Please join me in welcoming today's guest blogger, Linda Baie. Linda is a long time teacher of middle school students at a K-8 independent school for the gifted in Denver, Colorado. She has recently moved from the classroom into the part-time position of literacy coach and works with both students and teachers. She has a son and son-in-law, a daughter and daughter-in-law, one grandson and two granddaughters. Passions are reading, writing and being outdoors. For a long while, Linda rode horses, but has been lately too busy to take care of a horse so had to give it up. Maybe someday she will return. She also blogs and, sometimes, tweets.
The school where I work is a progressive school where each child chooses an individual topic to study and the work done within that topic is created by both the student and the teacher.

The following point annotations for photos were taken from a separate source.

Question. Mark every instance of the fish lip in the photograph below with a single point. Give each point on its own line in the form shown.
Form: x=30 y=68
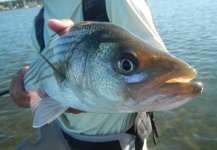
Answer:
x=175 y=82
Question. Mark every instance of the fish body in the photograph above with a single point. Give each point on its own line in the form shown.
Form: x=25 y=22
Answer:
x=103 y=68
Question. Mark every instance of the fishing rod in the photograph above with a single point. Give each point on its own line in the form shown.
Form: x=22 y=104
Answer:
x=4 y=92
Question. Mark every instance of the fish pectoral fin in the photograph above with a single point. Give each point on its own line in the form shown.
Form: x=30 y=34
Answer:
x=47 y=111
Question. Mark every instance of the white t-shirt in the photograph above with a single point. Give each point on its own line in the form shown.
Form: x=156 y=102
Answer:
x=133 y=15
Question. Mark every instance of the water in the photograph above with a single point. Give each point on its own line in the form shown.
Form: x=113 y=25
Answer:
x=188 y=29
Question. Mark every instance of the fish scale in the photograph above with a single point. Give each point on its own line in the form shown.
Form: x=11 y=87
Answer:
x=102 y=68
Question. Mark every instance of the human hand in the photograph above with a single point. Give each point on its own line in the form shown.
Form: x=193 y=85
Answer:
x=56 y=26
x=20 y=96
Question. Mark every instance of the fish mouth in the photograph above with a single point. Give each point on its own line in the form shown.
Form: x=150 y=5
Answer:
x=167 y=91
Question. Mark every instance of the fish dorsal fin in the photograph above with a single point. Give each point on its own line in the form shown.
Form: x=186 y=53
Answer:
x=57 y=72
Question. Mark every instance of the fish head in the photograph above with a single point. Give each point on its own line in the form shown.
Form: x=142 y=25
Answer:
x=118 y=72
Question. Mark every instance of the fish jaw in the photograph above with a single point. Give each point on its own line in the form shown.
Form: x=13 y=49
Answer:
x=167 y=87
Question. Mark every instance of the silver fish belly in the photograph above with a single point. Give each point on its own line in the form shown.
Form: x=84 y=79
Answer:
x=103 y=68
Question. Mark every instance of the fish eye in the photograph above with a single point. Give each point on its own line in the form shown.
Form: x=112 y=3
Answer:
x=126 y=65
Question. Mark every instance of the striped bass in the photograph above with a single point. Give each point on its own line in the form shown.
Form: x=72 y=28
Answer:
x=102 y=68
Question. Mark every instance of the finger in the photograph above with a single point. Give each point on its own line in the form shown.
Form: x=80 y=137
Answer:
x=17 y=90
x=58 y=25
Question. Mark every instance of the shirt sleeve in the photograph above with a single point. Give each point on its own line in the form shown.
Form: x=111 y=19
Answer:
x=135 y=16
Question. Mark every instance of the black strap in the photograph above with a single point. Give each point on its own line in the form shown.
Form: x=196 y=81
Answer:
x=39 y=28
x=94 y=10
x=155 y=128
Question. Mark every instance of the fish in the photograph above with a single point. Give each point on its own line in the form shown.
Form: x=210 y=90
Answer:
x=100 y=67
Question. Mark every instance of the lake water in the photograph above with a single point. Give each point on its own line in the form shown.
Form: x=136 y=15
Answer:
x=189 y=31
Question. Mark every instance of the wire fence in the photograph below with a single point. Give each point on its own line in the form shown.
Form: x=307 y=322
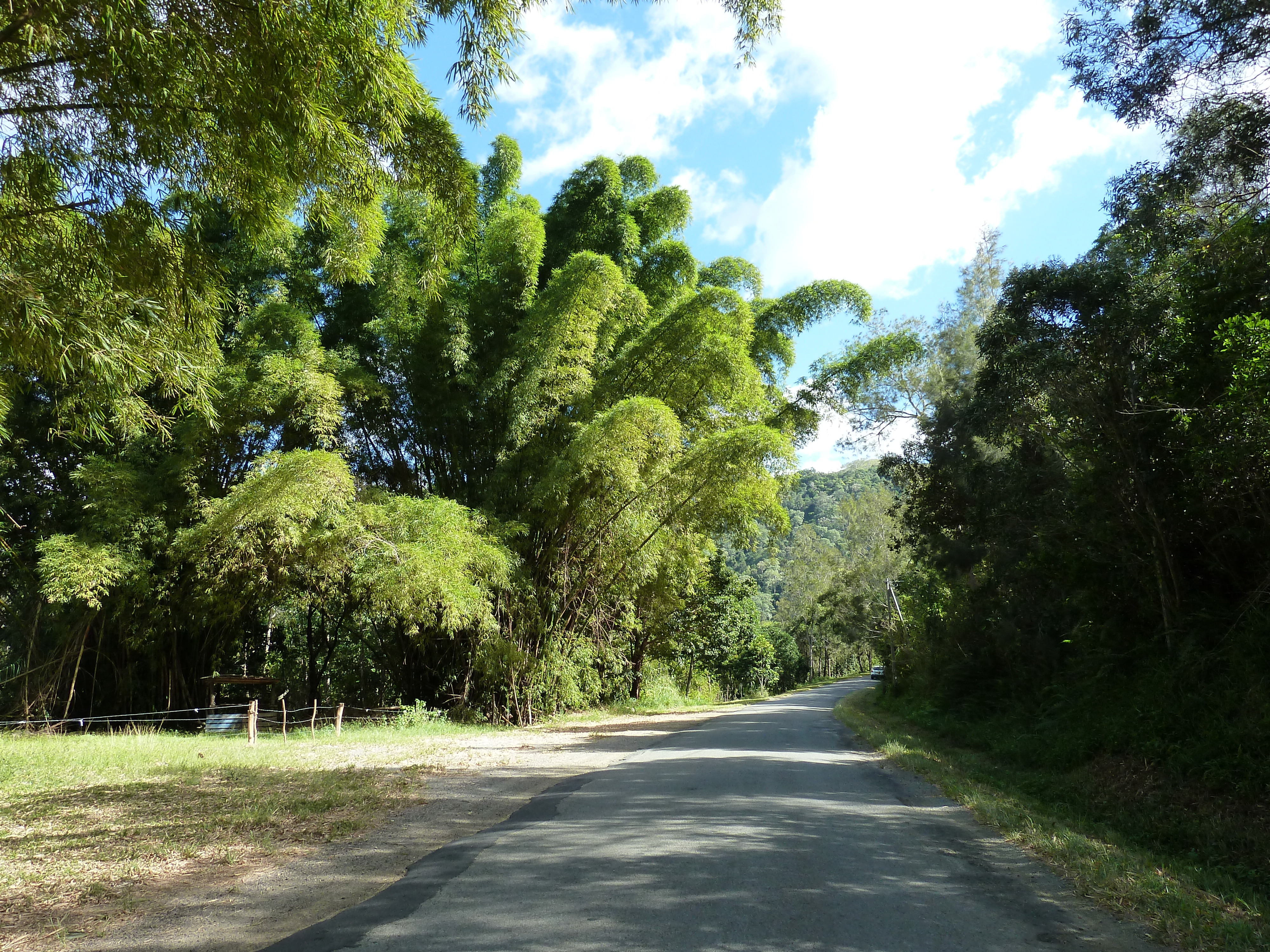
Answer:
x=222 y=719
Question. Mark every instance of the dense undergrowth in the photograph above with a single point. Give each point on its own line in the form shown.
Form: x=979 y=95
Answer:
x=1136 y=833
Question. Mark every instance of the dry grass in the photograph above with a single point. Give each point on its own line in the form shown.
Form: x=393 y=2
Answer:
x=1188 y=904
x=87 y=823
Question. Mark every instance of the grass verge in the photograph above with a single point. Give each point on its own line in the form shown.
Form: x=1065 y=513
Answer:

Most curriculum areas fall into this, but students also enjoy other areas of study, including separate language arts learning. Reading expectations vary, but in the Advanced School--grades 6, 7, 8--students are expected to read at least one book each week, about 200 pages, and even that expectation can change depending on differing factors like student ability and the book’s level of complexity.
This year I began professional book studies with each group of teachers in the school, primary, intermediate and advanced. The Advanced School teachers expressed interest in reaching students at a deeper level in their reading and I suggested that we read and discuss Penny Kittle’s Book Love-Developing Depth, Stamina, and Passion in Adolescent Readers. We have read one chapter each month, discussing the ideas presented and how to integrate them into unique schedules. Their classes do not fit a departmentalized schedule, but have long work times for students where students choose what assignments to work on. For example, there may be small group meetings about writing while others are researching, and still others are creating art, doing math, etc. These teachers shared some questions to address about reading:
How can we increase the enthusiasm for reading?
How can we insure each student has a wealth of ideas for books to love and books that will challenge?
What can we do in our already busy schedules that doesn’t take too much time, yet still show students that reading, and reading a lot is important learning?
Penny Kittle, on page 33 of Book Love, writes “two things that really matter if we want to move kids from where they are to where we want them to be: the to-read-next list, so each reader has a plan; and reading conferences that put the teacher one-on-one with a student, asking where she is in her independent reading and what she plans to read next.” From the beginning of this school year, each teacher has put different practices in place that differ from last year. One teacher started a blog, and has all students blogging too. First, they blogged only to post book reviews. They also posted a TBR (to be read) list. The teacher also began doing book talks each Friday, and soon began asking students to participate. I’ve given a few book talks with the classes, and they’ve had guests visit to talk about favorite books. Time talking about books both in class and online has meant much to the improvement in reading and enthusiasm about reading. We believe the student choices are more considered, less random.
|Lost in a good book|
Another teacher wanted to be sure the students weren’t leaving reading their books until late at night or doing ‘binge’ reading on the weekend in order to finish. She also does book talks, but has added a time for silent reading. Every day, after lunch, student come in, grab their books and read for fifteen minutes. After a week or so of grumbling and pushing the students to be quicker to start, she says it’s become a habit. It helps students really get “into” the books chosen, helps them to calm down after lunch and recess (yes, even our oldest kids go outside after lunch), and helps the transition to the later work time. They can choose to continue reading or stop to work on another project. This also gives the teacher time to confer with individuals.
|Just another page. . .please!|
The third teacher has begun genre studies so that he can share and discuss the distinct characteristics of genres. Students are free to choose within the genre studied, so a wealth of book titles is added to their knowledge along with the close examination of a genre, and then some figuring out that there are still differences. One book labeled science fiction may not fit all the characteristics that the class has learned, but the student reading it is able to add to the discussion because he or she sees other attributes in a particular book.
These are the highlights of the deliberate changes made. Some positive results are shared above, and the overall result is that students are more enthusiastic, more likely to talk about choices and realize that choosing well means a very good read. All of us believe that deliberate actions by the teachers that center on independent reading have improved all students’ enthusiasm and book knowledge. Increased conversations about books and reading help students become more thoughtful when they read and when they reflect upon their reading.
Thanks to Kirby for inviting me to visit. I love sharing a part of what’s going on in reading at my school.
Thank you Linda for sharing your insight and experiences with us all. The energy for reading at your school glows from your words!